В целом Рокки слышал про дюжину погибших титанид. Человеческие смерти исчислялись тысячами, но большинство из них последовало в первые сорок оборотов. Потом был еще один краткий всплеск, когда в действие была введена политика разоружения. А теперь все банды были уже разогнаны. Люди следили за Рокки со страхом и подозрением, но никаких враждебных действий никто уже давно не предпринимал.
Так что Рокки спокойно вышагивал на своем патрулировании, ощущая, как меч в ножнах постукивает по левой передней ноге. Он исправно высматривал непорядок и искренне надеялся, что ничего такого не сыщет. Время от времени он проходил мимо одного из тех, кого Сирокко звала безумцами, но о ком Рокки всегда думал как о людях с тараканами в голове. Титаниды прекрасно знали, что все люди безумны, но большинство из них страдает славным безумием. С меньшинством дело обстояло иначе. Земное название для таких людей было «психопаты», но для Рокки это слово ровным счетом ничего не значило. Про них он твердо знал только одно – таких нужно убивать на месте. Единственный вопрос, который мог возникнуть при их убийстве, это не «следует ли?», а «когда?»
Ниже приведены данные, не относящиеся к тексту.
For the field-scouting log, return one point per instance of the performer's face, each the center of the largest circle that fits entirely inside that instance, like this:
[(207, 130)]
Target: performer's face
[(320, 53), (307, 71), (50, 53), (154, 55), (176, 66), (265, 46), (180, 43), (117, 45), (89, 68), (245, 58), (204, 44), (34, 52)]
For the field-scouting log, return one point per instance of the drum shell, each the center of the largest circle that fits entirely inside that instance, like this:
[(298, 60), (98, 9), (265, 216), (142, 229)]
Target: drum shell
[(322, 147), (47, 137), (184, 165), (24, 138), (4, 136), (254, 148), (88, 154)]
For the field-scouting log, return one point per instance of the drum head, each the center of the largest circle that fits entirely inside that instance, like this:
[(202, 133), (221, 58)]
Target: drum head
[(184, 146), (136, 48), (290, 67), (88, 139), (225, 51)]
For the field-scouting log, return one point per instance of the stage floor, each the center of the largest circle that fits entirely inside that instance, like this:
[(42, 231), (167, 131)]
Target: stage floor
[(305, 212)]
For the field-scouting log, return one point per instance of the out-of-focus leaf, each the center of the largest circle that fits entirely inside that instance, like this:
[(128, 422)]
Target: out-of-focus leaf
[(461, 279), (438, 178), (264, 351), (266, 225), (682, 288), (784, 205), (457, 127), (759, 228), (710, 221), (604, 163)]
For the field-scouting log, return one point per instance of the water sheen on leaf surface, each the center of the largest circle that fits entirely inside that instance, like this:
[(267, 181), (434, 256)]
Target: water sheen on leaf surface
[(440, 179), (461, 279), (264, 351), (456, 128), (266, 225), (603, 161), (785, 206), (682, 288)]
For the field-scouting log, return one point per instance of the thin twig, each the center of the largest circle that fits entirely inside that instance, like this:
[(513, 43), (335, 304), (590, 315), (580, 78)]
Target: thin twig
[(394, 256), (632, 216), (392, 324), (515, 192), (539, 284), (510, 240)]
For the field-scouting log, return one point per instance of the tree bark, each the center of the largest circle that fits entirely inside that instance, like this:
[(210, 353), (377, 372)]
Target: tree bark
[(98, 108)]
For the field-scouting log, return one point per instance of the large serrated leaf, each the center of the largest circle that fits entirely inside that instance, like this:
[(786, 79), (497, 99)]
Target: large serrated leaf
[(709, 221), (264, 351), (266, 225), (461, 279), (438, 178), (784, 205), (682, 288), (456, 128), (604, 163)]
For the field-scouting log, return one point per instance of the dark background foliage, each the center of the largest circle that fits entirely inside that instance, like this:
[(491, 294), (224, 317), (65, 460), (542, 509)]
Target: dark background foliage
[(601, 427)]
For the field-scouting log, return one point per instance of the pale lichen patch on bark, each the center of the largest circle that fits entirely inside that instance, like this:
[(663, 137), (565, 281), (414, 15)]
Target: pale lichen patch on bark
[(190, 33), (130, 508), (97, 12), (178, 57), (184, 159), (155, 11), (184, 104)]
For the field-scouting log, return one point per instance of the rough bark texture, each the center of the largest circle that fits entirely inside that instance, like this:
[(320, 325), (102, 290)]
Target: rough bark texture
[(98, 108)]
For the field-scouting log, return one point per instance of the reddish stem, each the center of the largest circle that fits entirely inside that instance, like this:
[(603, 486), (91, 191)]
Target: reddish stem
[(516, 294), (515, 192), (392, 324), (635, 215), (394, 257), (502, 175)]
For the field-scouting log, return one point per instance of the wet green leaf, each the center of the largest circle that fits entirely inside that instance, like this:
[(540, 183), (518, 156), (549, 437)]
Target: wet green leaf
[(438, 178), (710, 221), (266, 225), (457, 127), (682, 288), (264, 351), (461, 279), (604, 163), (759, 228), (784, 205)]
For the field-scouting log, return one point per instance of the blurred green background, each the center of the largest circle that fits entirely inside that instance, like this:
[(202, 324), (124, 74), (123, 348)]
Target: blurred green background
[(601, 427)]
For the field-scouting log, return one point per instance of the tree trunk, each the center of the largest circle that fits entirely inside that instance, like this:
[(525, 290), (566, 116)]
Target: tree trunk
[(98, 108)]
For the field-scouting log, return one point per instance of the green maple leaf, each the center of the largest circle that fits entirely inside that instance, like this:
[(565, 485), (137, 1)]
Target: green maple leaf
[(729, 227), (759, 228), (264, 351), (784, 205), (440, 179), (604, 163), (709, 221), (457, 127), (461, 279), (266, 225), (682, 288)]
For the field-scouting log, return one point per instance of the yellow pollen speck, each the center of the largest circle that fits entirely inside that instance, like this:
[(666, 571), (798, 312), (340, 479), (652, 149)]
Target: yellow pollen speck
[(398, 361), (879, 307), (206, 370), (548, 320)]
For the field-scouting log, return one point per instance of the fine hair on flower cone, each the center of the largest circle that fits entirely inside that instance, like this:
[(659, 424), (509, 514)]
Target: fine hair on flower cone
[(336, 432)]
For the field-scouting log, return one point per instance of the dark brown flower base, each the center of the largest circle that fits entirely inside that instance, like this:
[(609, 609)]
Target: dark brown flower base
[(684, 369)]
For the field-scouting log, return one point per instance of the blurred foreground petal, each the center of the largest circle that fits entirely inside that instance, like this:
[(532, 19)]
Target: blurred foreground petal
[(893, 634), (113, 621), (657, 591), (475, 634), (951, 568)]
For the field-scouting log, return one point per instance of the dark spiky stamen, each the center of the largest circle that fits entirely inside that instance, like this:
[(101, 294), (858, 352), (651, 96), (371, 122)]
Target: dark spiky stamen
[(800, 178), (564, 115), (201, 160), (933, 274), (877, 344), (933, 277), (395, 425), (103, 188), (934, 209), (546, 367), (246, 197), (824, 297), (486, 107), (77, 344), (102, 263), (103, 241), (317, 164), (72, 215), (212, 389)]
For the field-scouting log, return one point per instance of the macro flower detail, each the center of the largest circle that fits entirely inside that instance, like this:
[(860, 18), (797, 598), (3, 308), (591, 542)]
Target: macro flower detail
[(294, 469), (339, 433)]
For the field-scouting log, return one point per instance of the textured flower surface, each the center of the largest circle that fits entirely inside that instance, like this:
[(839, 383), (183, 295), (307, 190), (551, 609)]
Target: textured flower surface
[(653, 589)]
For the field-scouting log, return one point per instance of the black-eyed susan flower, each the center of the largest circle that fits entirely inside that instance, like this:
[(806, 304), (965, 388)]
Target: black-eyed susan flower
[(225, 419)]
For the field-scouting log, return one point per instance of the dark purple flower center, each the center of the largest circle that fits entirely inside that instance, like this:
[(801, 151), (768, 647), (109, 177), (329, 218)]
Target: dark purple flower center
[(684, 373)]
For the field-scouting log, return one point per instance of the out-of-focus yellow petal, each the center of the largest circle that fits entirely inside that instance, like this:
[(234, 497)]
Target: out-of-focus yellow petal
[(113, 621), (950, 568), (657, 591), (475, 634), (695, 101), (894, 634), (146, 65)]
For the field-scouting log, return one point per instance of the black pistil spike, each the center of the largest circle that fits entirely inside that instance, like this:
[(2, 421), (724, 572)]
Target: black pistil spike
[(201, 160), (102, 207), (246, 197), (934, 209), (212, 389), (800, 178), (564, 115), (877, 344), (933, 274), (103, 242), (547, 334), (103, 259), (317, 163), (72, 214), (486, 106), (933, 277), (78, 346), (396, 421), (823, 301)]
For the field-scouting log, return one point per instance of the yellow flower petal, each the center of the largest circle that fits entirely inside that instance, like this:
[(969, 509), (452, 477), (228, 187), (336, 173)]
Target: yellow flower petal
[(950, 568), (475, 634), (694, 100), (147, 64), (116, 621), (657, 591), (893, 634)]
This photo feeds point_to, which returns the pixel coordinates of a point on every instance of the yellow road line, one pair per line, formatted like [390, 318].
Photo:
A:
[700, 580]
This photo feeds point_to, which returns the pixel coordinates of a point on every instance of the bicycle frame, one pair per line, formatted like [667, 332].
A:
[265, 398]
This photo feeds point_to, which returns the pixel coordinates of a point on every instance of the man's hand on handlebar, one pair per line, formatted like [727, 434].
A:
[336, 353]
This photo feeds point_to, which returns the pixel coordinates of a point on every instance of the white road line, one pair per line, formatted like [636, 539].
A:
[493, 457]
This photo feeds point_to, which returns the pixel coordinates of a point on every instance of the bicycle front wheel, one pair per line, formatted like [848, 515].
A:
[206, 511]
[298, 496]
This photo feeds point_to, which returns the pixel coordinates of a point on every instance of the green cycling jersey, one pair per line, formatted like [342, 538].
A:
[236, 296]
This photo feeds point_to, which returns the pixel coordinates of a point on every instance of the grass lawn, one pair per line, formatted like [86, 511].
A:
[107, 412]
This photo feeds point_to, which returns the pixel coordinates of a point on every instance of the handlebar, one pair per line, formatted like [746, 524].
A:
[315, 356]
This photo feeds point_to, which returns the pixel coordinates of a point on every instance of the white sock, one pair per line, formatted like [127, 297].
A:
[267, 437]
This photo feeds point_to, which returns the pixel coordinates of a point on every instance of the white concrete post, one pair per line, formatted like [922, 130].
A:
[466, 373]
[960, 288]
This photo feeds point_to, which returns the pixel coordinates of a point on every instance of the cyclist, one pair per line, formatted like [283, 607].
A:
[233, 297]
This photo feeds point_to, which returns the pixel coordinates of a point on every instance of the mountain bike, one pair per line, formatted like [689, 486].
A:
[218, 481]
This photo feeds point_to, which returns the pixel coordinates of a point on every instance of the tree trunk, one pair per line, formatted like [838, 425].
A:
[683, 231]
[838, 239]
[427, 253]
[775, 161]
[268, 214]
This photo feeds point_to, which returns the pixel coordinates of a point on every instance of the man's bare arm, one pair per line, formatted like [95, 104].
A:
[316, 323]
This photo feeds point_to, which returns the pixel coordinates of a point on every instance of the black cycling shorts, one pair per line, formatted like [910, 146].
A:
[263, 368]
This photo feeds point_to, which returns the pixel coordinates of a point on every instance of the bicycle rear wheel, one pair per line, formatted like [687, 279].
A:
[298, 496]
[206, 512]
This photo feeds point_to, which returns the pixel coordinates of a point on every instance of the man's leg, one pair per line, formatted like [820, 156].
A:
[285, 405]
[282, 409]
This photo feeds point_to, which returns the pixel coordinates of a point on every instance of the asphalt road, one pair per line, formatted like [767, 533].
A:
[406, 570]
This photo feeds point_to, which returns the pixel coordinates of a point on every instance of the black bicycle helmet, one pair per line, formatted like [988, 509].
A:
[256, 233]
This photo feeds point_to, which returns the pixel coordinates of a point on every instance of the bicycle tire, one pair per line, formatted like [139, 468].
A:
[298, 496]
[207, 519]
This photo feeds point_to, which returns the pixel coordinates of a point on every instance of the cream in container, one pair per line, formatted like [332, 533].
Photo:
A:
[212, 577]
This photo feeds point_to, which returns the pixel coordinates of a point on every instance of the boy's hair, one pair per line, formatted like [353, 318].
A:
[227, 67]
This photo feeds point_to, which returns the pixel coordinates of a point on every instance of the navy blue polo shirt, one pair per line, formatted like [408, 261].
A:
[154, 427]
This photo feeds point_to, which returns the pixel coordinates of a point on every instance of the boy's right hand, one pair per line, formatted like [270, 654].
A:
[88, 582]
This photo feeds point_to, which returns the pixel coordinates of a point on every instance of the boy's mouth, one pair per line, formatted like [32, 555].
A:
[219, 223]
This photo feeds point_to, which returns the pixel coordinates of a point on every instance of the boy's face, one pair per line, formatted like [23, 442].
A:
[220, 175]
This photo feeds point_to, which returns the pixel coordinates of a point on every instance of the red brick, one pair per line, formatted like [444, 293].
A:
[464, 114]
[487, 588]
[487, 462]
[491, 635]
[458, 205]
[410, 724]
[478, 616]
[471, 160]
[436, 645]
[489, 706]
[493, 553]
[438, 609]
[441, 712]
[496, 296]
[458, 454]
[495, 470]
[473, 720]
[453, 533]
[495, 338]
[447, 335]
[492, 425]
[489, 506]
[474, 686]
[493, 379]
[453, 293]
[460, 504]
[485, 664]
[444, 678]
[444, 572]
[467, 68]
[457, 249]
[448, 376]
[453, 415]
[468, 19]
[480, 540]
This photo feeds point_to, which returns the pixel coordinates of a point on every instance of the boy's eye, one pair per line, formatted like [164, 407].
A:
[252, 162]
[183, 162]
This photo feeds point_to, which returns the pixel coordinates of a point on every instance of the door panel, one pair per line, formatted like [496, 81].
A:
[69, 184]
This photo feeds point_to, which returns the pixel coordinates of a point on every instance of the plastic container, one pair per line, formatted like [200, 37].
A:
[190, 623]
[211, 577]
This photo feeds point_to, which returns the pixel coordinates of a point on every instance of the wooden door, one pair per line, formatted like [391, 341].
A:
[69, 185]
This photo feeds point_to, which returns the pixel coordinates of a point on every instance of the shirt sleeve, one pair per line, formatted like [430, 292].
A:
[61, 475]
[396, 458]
Но Капитан приказала убивать только тех, кто будет пойман «с поличным», если пользоваться ее выражением, – или на месте преступления, караемого смертной казнью.
На самом деле Рокки такой подход вполне одобрял. Убийств он уже навидался. Пусть теперь людей убивают их же собственные ошибки.
Рокки предпочитал думать о материях куда более приятных. Он вдруг улыбнулся, поразив этим какую-то женщину, которая, после краткого колебания, улыбнулась ему в ответ. По-прежнему глядя на женщину, Рокки приподнял свою нелепую шляпу, затем почесался под рубашкой. Одежда чертовски его донимала. Порой даже Капитану следовало потакать в ее безумии. Будешь носить униформу, сказала Сирокко. Вот Рокки и носил – но при этом без конца чесался.
Тут он услышал у себя в голове смутную, темную мыслишку Тамбуры и опять улыбнулся.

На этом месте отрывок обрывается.